What about crime? Homicides spiked in the 1920s, then declined after the repeal of Prohibition. It has become an article of faith that legalizing alcohol caused the drop in crime (just as it is predicted that legalizing marijuana will lead to less crime). But a recent article by economist Emily Greene Owens challenges this assumption.
Greene points to other shifts – urbanization, changing demographics and even New Deal spending – to account for the rise and fall of homicide levels.
What about the argument that legalization will promote drug use? The evidence from Prohibition is unambiguous. According to one estimate published in the American Economic Review, the national ban on alcohol cut per-capita alcohol consumption by more than 70 percent in the early 1920s. Prohibition’s positive effects lasted well beyond the 1920s, as a generation of people habituated to not drinking continued their abstemious ways.

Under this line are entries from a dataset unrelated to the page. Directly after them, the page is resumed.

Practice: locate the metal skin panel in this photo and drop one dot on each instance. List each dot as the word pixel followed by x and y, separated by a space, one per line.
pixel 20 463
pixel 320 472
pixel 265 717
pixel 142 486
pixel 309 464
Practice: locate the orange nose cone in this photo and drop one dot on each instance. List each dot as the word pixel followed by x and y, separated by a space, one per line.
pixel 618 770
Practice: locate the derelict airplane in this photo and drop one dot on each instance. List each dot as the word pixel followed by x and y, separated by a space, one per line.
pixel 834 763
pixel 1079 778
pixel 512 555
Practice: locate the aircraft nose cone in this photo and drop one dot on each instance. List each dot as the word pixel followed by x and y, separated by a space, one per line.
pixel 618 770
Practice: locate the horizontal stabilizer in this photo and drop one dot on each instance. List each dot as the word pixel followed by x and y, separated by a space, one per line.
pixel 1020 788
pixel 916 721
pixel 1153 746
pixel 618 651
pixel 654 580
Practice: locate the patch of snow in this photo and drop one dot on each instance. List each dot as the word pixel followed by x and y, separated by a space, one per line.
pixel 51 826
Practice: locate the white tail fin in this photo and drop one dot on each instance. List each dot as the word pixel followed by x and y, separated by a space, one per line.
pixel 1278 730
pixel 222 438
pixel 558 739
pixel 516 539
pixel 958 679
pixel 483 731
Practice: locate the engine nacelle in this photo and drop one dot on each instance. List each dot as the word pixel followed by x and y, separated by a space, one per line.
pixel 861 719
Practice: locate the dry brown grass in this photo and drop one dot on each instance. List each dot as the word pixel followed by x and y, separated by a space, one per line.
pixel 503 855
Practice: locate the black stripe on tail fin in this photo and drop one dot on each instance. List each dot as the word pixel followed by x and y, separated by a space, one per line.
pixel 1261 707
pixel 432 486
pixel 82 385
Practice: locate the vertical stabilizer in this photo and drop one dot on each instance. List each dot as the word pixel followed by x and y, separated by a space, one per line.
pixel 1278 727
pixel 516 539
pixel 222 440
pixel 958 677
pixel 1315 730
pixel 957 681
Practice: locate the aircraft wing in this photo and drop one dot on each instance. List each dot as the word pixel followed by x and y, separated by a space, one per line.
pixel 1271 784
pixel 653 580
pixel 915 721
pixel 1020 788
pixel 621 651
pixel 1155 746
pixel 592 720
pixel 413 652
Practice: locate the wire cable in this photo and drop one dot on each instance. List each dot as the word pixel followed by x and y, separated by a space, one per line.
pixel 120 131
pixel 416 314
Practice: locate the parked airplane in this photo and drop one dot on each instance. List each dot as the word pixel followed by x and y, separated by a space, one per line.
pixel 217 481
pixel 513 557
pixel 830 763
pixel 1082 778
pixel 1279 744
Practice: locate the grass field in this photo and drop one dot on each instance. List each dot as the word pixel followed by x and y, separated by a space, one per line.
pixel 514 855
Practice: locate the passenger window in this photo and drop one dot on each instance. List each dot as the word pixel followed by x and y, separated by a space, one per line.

Whatever the effects on public health, the impact of legalization on personal liberty would seem to be clear.
Again, the lessons from Prohibition are paradoxical. On one hand, it was a government intrusion into people’s private lives. Yet it opened the door to a clandestine industry that was, as the sociologists Harry Levine and Craig Reinarman have observed, “probably the freest large industry in America” in the 1920s.
People making and serving alcohol were under no regulations: no liquor licenses, no safety checks, no product inspections and no demands to see identification. Yes, there were police. But they proved remarkably ineffectual – and at times, unwilling – to enforce Prohibition. The result was an industry with low barriers to entry, no oversight and no taxes. It was a libertarian paradise.
It was replaced with stringent regulations governing every detail of the production, distribution and sale of alcohol. Barriers of entry went up. Consumer choice went down.
Legalization of marijuana is already proceeding along these lines. In Washington state and Colorado, marijuana is being regulated in much the way liquor has been regulated (and by the same bureaucrats).
It will be taxed and inspected, and only available at certain places and times. And it may fall under the control of large producers. Like alcohol after Prohibition’s repeal, legal marijuana will be a profitable business kept on a tight leash.
And if the story of Prohibition’s rise and fall is any indication, the public health consequences will be mixed, though hardly a disaster. If you believe legalization marks the beginning of a new age of personal freedom, however, you’re probably smoking something. •


Stephen Mihm is an associate professor of history at the University of Georgia. Distributed by Bloomberg View.